I am not quite 'just starting out' more like 're-starting out' I liked to think of myself as a lapsed programmer. I am also not looking for an employer (I just got lucky in that I don't need to work for someone ever again)
But what I do like is your idea of knowing what a new tool is doing. My big reason from learning everything again from scratch is that I've found that 30 years ago, I knew how to make things happen in assembly language. 20 years ago I switched to high level languages. And somehow, about 15 years ago I became a cargo-cult programmer.
So in a way I'm trying to regain my roots, but I also am doing it with an eye on being super productive in the future.
The right framework absolutely makes you a lot more productive. Particularly when it comes to maintainability. Plain HTML/CSS/JS may be fine on the first write but they don't encourage good DRY habits. I think any toolset imposes a way of thinking, and the way you get from a good framework isn't any worse (in fact it's often better) than what you get from HTML/CSS/JS.
But what happens if you approach your plain vanilla H/C/J writing with these DRY concepts in mind?
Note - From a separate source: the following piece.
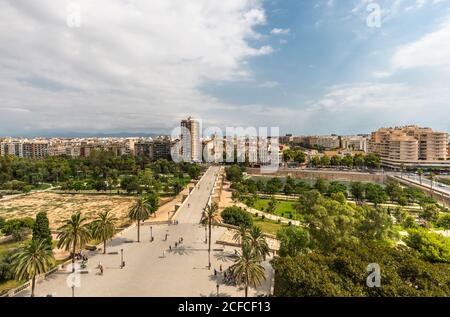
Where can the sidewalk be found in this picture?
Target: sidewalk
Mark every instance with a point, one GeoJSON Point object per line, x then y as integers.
{"type": "Point", "coordinates": [226, 201]}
One of the reason I would like to use frameworks/libraries is not because of the concepts they introduce, but to basically stop me from going down a rabbit hole and applying the concepts to the extreme. For example, when I am coding something from scratch, and I start to abstract up levels, I just. Keep. Going. I eventually found a soul mate in Knuth with his literate programming, and that has (finally) put an end to the levels of meta abstraction I head into, but I do see (hope) that frameworks will allow me to actually get shit done, instead of traversing the wormhole that is architecture design.
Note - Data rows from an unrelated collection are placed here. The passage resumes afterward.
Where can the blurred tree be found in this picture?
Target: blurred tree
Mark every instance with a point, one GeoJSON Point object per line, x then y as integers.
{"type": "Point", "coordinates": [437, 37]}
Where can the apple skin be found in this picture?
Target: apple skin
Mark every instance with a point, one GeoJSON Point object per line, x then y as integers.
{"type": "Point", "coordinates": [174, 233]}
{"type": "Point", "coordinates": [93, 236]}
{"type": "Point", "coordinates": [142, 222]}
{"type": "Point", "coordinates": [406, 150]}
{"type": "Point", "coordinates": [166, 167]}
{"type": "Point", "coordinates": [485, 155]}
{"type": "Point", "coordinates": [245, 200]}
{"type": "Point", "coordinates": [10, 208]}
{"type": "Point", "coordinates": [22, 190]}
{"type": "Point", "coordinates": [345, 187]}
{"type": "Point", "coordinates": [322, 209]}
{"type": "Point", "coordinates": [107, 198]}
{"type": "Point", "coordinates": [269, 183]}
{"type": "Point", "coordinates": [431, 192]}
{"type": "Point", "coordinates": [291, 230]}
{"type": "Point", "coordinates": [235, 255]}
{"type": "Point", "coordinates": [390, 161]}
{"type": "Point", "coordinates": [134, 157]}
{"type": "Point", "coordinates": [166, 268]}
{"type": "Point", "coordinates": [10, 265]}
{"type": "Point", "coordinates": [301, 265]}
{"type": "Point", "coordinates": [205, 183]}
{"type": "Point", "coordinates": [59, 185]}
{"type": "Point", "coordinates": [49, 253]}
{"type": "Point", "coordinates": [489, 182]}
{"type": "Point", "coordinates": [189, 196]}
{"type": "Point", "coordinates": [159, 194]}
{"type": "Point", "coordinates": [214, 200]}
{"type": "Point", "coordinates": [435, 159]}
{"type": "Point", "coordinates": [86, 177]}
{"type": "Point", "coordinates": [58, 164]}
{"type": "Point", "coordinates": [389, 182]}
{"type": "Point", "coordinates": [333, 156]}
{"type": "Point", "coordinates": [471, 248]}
> But what happens if you approach your plain vanilla H/C/J writing with these DRY concepts in mind?
Once you know a technique you can apply it in almost any language and it really doesn't matter which you choose. But that's why it's very important to use good tools when you're starting out. (I'm reminded of an analogous situation where a friend pointed out the irony of personalized golf clubs: a scratch player can pretty much pick up any clubs and play with them, whereas it's the beginners who are still picking up their technique that would really benefit from having personalized clubs).
Frankly, and this is probably not what you want to hear, if you're wanting to learn it right I'd stay away from the web until you've done at least some UI in a well-regarded native toolkit (I'd recommend Qt, whether from C++ or from Python; I've heard good things about the Apple one but haven't used it myself). The web has a lot of legacy cruft and multiple ways of doing something that tend to obscure the principles and make it a poor learning environment, whereas if you've already learnt the basics using something more consistent then it becomes a lot clearer. But by the same logic I'd say that if it has to be the web, you should start with a big, opinionated framework (e.g. Angular) and try to understand its idioms before diving under the covers.
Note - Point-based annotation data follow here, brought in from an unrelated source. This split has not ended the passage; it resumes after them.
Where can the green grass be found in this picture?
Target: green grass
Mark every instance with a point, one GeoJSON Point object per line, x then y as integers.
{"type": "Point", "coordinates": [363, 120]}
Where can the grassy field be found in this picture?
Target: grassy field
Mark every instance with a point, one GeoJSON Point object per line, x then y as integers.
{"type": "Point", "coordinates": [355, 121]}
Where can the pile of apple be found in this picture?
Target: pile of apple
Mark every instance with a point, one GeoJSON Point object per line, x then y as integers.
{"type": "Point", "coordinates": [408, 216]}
(But then I could never get on with Knuth at all, so your style may be different from mine)
I remember a client who wanted to use Node.js and Angular.js for a simple site that could've just used php, jQuery and ajax but to no avail, he already has rosy outlooks for this latest technology that will make his website scale like crazy and with a front end that will be easy to build on. It didn't help that he had another freelancer telling him that he is 'philosophically against php and uses javascript only'.
I think the paralyzed by choice meme is overstated in a lot of places. Sure there is a lot of new JavaScript libs and tools being developed but none of them are needed. A lot of them certainly make your job easier and it makes sense to learn about the new tools as they come but in general a ten to fifteen minute glance will tell if it should be in the pipeline or not.
Oh, and then employers will say "we demand two years experience in the thing that came out two years ago -- we need you to hit the ground running!!"